ChipsAndCheese did a comparison on this.
Like CPUs, modern GPUs have evolved to use complex, multi level cache hierarchies.
chipsandcheese.com
Please go through part 1 of our Zen 4 coverage, if you haven’t done so already. This article picks up where the previous one left off. To summarize, Zen 4 has made several moves in the fronte…
chipsandcheese.com
I used these kinds of sources to reverse-engineer the AGX's memory system. Apple, AMD, and NVIDIA GPU cores can all read 64 B per cycle from L1D with 128 B cache lines. Here's some stats for the benchmarked M1 models and an AMD APU.
BW/Core-Cycle | AMD Zen 4 CPU | AMD 4800H GPU | M1 Max/M2 CPU | M1 Base GPU |
L1D | 64 B (2 AVX-256) | 64 B | 48 B (3 NEON-128) | 64 B |
L2D | 32 B (1 AVX-256) | 32 B | 32 B (2 NEON-128) | 32 B |
L3D | ~27.1 B | ~27.0 B | 32 B (2 NEON-128) | ~106.4 B |
RAM | ~10.0 B | ~27.0 B | 32 B (2 NEON-128) | ~48.3 B |
L3D and RAM bandwidths are theoretical for GPU, probably the 32 B/core-cycle that's universal across the chart. Since these are bottlenecked by clock speed, one GPU core cannot read that many bytes/cycle.
We have a reason for the M1 Pro being limited in single-core bandwidth. RAM is as fast as L2 cache for single-core CPU! There is no artificial limitation saying "one CPU core can't touch this bandwidth". It's the same situation as GPU. This means the Zen 4 CPU will be memory-bottlenecked in workloads where the M1 CPU is not. It needs 3x the arithmetic intensity.

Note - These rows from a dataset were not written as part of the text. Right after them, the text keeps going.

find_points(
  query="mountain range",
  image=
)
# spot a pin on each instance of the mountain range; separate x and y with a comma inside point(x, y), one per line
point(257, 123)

However, L1 data-ey workloads prevent all 4 SIMD ALUs of the M1 from being fully utilized (1 fetched operand/instruction). With AMD they'll all be fully utilized. On any GPU, SIMD capability vastly exceeds L1D or threadgroup bandwidth (often the same subsystem). Even register bandwidth isn't enough, requiring a "register cache" sized closer to a CPU's actual registers.
Regarding the L1I, the M1 GPU could literally read all its instructions from main memory and not sweat* (8 B x 4 IPC = 32 B). Only drops from 98% GFLOPS to 78% (FFMA32) or ~73% (FCMPSEL32).
If ARM64 instructions are 8 B, the CPU could probably do this too. Better, ARM64 instructions are 4 B. However, CPUs can't hide instruction fetching latency like GPUs.
* I vaguely recall ~1.5-2x deltas for seriously bloated transcendental functions. This probably depends on the instruction and its register dependency characteristics.